Experts at Mediclinic Parkview talk about dealing with sinusitis the correct way
10 June 2019| Last updated on 12 June 2019
Sinusitis is an inflammation of the lining of the nose and sinuses and can be classified as either acute or chronic:
Acute sinusitis is characterized by:
- Discomfort or pain over the face
- Thick yellow or green nasal discharge
- Nasal blockage
- Post nasal drip (mucus over the back of the throat)
- Sore throat
- Ear pain
- Tooth ache in the upper jaw
Chronic sinusitis is an infection which lasts more than 12 weeks, or repeated sinus infections in a year despite using medication.
Although patients do not experience pain over the face, they may have:
- A dull ache over the affected sinus
- Post nasal drip
- Foul smell
- Nasal block
- Decreased sensation to smell
Causes of Sinusitis
- Loose lining within the nose: Growths such as polyps can obstruct the sinus passages
- Deviation of the nasal cartilage: A bend inside the nose may block the sinus openings and interfere with drainage
- Recurrent cold and nasal allergy: This causes inflammation and swelling of the tissues in the nose and blockage of the nasal passages
- Other medical conditions such as: Cystic fibrosis, immune system related diseases can cause thickened secretions and block the nose
Exposure to pollutants such as cigarette smoke, industrial gases, chemicals, asthma and allergy to Asprin can aggravate symptoms.
Symptoms of Concern
- High fever
- Swelling or redness around your eyes
- Severe headache
- Double vision or other vision changes
- Stiff neck
Acute sinusitis is treated medically with anti-inflammatory medication, nasal decongestants, saline sprays and possibly a course of antibiotics. Symptoms usually resolve in a week.
The management of Chronic sinusitis involves investigations to identify the cause of repeated infections, which include a nasal endoscopy and CT scan.
Sinus surgery is only considered if medical treatment fails. The primary aim of surgery is to widen the area where the sinuses open into the nose, so as to improve ventilation in the sinuses as well as to facilitate drainage.
The extent of surgery depends on the severity of the disease and extent of involvement within the sinuses. These operations are performed endoscopically and without an external incision.
Lifestyle and Home Remedies
- Fluids: Drinking plenty of water helps to dilute secretions and promotes drainage.
- Steam inhalation
- Moisturize your sinus cavities: Drape a towel over your head as you breathe in the vapor from a bowl of medium-hot water. Keep the vapor directed toward your face. Take a hot shower, breathing in the warm, moist air to help ease pain and help mucus drain.

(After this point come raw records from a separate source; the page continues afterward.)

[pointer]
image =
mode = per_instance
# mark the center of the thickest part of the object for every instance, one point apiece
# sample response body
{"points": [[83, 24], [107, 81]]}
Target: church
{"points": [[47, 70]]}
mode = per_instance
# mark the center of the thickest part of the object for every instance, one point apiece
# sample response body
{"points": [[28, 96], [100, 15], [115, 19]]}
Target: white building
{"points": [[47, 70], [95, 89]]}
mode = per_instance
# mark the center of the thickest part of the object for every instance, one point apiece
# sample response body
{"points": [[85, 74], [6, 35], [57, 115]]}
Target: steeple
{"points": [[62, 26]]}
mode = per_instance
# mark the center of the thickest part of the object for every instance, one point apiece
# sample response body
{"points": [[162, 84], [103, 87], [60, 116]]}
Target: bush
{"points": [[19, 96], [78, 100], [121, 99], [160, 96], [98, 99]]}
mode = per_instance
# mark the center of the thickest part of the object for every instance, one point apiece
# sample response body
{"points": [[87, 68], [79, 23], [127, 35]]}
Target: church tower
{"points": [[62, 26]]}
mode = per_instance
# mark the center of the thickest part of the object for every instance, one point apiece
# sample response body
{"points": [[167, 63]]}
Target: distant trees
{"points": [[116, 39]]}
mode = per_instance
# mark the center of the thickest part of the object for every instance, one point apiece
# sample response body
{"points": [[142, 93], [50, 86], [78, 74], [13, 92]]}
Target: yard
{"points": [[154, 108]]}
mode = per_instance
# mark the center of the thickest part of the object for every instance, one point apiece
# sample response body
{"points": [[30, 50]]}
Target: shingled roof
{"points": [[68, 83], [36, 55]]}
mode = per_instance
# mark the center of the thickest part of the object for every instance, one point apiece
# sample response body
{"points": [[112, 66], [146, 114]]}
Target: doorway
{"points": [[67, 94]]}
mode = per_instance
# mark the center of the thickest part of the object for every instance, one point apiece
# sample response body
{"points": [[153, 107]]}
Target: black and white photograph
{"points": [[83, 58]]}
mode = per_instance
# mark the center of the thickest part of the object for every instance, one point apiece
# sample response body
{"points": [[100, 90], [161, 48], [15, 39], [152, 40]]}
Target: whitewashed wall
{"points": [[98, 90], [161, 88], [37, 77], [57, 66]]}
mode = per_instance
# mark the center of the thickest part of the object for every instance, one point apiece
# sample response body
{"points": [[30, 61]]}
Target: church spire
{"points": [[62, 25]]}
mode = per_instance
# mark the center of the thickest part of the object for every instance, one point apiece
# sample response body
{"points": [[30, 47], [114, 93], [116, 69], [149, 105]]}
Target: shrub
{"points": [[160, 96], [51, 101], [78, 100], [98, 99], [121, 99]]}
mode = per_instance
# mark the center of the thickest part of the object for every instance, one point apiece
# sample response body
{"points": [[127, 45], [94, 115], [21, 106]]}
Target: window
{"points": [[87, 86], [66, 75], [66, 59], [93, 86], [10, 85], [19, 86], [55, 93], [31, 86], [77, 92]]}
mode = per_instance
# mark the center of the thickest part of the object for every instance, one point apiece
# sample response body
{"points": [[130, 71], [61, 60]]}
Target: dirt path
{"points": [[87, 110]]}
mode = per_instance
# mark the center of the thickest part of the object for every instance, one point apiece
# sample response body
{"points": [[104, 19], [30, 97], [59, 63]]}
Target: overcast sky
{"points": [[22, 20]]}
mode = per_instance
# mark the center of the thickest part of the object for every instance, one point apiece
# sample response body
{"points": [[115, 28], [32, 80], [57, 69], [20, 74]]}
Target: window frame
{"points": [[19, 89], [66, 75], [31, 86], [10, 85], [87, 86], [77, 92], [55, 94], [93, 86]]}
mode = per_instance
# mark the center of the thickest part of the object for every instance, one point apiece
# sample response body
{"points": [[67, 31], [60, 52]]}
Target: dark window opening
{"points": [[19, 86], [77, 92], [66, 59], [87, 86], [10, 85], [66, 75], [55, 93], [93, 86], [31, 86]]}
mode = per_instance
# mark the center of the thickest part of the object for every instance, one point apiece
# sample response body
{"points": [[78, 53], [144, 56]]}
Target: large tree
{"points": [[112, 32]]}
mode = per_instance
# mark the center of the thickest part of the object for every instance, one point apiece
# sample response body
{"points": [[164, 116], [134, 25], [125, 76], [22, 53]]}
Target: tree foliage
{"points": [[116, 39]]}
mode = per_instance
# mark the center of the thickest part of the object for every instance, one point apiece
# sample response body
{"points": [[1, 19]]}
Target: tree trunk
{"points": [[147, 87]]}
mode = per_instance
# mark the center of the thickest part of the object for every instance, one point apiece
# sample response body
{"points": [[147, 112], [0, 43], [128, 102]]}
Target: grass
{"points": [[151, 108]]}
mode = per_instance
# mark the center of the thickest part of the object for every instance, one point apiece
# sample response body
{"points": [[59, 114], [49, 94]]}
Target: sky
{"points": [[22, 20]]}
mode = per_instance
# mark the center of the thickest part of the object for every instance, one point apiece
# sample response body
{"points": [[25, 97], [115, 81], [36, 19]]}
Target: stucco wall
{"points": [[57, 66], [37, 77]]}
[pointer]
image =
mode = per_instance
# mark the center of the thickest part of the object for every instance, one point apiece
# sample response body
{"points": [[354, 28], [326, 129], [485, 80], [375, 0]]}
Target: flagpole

- Apply warm compresses to your face: Place warm, damp towels around your nose, cheeks and eyes to ease facial pain.
- Rinse out your nasal passages: Use a specially designed squeeze bottle or neti pot to rinse your nasal passages. This home remedy, called nasal lavage, can help clear your sinuses. Salt water solutions are available commercially or you can make your own rinse at home. Use water that's contaminant-free — distilled, sterile, previously boiled and cooled to make up the irrigation solution and add a sachet of salt to it. Mix well before cleaning the nose. Be sure to rinse the irrigation device after each use with contaminant-free water, and let it air-dry.
- Sleep with your head elevated: This will help your sinuses drain, reducing congestion.